The Alaska Department of Fish and Game lacks data for its fall chum escapement numbers due to low water and fish wheel displacement from highway construction.
Fish and Game area sport fish biologist Rich Chapell said while one fish wheel remained in place, the other had to be moved mid-season. “There was no current,” Chapell said. “It wasn’t turning and there was a bunch of rock being deposited right next to it.”
Fish and Game’s region pink and chum salmon project leader Andy Piston said it’s possible the run failed to meet escapement goals because the other fish wheel reported low numbers. “We know from the fishery that (the run) probably wasn’t very good,” Piston said. “The fish counts we did have weren’t very good.”
Commercial gillnetters caught 21,000 fall chums, one of the lowest harvests on record, Piston said. Harvests have declined significantly since the late 1980s when average harvests in Lynn Canal were 230,000 chums compared to the most recent 10-year average of 56,000. The record catch, in 1985, was 610,000.

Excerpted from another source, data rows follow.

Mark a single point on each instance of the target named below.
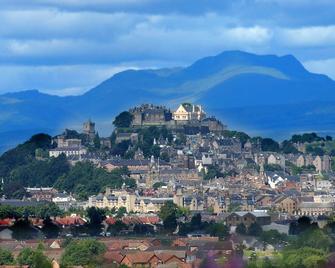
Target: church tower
(89, 129)
(153, 173)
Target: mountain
(263, 94)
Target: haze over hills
(262, 95)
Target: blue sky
(68, 46)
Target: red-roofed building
(70, 221)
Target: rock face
(266, 95)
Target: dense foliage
(124, 119)
(83, 252)
(33, 258)
(84, 179)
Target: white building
(68, 151)
(187, 112)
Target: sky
(66, 47)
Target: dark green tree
(33, 258)
(123, 120)
(241, 229)
(168, 213)
(86, 252)
(6, 257)
(96, 215)
(255, 229)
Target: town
(168, 188)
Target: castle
(187, 115)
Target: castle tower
(89, 128)
(153, 171)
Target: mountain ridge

Piston said the declining chum returns beginning in the late 1980s through the mid-1990s throughout northern Southeast is “one of the biggest mysteries of salmon in Southeast.”
Despite the decrease, if Chilkat chums did fail to meet escapement goals, it would be the first time since 1997. The escapement goal range for Chilkat chums is 75,000 to 250,000.
Managers are unsure what they’ll do if they can’t find a substitute for measuring escapement using fish wheels. “That would take some thought,” Piston said. “Depending on what goes on with the fish wheels, we’d have to decide what we needed to do in that regard. It’s a big complex river system. It’s pretty difficult and expensive to measure escapement of anything up there.”
Haines’ former commercial fisheries biologist Wyatt Rhea-Fournier took a different job in Homer earlier this fall. The summer of 2018 was Rhea-Fournier’s first time managing the Lynn Canal gillnet fishery. He took over after Mark Sogge retired in late 2017. The department will be hiring a new area biologist this winter and an assistant area biologist in the spring.
Fisherman Will Prisciandaro said between poor weather and low returns, his catch was dismal. “I didn’t catch hardly any of them. The week I did the best it was blowing 40. I think a lot of guys didn’t sh the last week of the season because they didn’t want to get stuck in the weather.”